My issue was always that my knees weren't close enough and/or parallel on the kicks when doing the breast stroke. I did well on everything else except for that damn breast stroke kick.
I seem to recall the instructors kept saying they weren't sure how I was still gliding reasonably well when my knee positions were all wonky when I did the kick for breast stroke. I never figured out what I did wrong. I didn't like breast stroke anyways, but apparently it's the best option for endurance/survival in open water situations? Since I was faster than most other kids in the class due to repeating, the instructors tested the higher level swimming types on me. They tried dolphin kicks, butterfly and side stroke while we waited for the other kids + when they got tired of me not doing well with breast stroke. They told me I'd pass those without issue at the next level, but breast stroke I wasn't passable.
Years later, I told someone who was a lifeguard/swimming lessons instructor during the numbers system.

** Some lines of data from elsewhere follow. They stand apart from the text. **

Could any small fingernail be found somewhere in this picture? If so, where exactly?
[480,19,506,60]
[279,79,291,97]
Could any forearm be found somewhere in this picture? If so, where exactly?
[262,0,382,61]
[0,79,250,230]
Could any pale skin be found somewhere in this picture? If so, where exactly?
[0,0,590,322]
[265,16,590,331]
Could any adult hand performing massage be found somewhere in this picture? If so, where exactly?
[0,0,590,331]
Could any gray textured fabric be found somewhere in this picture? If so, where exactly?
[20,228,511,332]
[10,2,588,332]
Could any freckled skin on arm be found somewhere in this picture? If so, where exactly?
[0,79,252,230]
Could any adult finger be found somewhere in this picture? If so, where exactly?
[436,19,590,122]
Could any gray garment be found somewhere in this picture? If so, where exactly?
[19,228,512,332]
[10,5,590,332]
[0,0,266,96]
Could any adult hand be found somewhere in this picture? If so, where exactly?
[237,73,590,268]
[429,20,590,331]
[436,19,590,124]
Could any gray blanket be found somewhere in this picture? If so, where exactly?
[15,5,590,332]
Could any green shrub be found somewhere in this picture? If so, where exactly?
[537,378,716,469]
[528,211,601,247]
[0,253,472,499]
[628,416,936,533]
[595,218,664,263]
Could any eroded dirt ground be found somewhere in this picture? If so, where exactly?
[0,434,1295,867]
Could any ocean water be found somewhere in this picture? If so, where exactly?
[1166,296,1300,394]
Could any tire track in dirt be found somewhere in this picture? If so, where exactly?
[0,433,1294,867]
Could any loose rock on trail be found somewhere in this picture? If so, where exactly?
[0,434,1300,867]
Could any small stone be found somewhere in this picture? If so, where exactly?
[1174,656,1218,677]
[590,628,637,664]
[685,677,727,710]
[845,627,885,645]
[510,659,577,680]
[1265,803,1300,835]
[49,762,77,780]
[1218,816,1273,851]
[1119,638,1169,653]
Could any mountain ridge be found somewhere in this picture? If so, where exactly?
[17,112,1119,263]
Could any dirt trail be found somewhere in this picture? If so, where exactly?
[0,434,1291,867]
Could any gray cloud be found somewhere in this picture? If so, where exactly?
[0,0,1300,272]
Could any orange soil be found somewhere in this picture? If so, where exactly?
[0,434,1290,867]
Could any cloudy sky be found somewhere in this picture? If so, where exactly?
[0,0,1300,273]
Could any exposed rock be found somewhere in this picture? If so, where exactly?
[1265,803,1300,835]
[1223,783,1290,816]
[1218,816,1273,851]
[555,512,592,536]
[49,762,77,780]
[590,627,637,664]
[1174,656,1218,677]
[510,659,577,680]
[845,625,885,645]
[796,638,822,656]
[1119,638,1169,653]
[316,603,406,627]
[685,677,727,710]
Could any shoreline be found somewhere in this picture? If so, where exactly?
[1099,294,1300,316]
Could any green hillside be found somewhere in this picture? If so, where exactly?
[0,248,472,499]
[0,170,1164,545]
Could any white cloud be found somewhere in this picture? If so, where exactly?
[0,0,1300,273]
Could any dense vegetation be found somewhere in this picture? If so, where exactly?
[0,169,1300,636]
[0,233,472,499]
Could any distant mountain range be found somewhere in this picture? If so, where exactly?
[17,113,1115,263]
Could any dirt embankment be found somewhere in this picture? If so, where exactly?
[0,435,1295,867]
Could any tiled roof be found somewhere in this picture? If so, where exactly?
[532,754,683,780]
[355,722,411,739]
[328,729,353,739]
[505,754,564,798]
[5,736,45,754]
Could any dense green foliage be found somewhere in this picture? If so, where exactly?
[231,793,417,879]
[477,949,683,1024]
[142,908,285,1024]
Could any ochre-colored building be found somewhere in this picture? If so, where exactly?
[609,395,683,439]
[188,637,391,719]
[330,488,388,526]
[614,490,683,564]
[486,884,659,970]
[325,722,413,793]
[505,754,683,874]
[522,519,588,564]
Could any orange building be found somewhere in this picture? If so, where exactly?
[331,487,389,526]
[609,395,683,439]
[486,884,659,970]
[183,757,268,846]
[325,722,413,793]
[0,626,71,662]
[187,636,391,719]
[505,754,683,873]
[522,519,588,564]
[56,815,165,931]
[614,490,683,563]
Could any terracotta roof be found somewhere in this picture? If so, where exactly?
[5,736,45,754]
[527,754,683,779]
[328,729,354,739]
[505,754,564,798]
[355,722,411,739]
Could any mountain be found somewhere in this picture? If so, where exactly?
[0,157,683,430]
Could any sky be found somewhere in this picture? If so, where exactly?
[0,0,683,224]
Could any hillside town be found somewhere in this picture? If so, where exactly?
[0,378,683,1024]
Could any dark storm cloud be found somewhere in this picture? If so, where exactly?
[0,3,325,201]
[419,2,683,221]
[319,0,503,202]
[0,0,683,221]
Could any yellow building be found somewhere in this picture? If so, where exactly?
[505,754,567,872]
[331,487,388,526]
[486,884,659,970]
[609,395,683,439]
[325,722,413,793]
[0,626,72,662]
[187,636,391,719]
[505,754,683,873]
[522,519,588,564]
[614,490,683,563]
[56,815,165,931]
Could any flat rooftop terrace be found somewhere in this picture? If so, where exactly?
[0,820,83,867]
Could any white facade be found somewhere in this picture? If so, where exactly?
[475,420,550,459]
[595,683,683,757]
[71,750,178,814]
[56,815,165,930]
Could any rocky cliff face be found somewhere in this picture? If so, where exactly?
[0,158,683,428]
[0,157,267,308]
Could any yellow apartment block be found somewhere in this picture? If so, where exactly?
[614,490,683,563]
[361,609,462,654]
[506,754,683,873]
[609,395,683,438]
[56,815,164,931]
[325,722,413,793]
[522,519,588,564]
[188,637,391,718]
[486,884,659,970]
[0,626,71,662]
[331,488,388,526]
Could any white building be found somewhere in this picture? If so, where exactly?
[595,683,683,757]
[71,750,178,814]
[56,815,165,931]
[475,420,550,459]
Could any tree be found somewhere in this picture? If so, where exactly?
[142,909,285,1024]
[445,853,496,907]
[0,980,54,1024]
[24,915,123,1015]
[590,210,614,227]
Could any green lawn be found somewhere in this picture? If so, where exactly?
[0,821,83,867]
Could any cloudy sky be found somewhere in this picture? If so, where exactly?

He said after the first few years of the number system, as long as you could do extra laps, even if how you were swimming looked wonky, you'd pass. He said they made notes if your positioning looked weird, but they were only failing people for that type of thing if you took the lifeguard classes.
Made sense to me.
So I asked him to look at what was wrong with my kick and he was speechless and refused to comment on it. I still don't know what's wrong with my breast stroke kick.
Swimming is an amazing cardio though. A few years ago, I decided to do it more as a good recovery activity between sports and working out. You watch these old guys slowly go back and forth on the lanes and you think, "Pfft. I can outdo that." I could, but 2-4 lanes later vs 1 for the old guy, I'm dying and panting and out of breath and the dude slowly turns around for his 10th lane or whatever insane marathon practice swim he had decided on.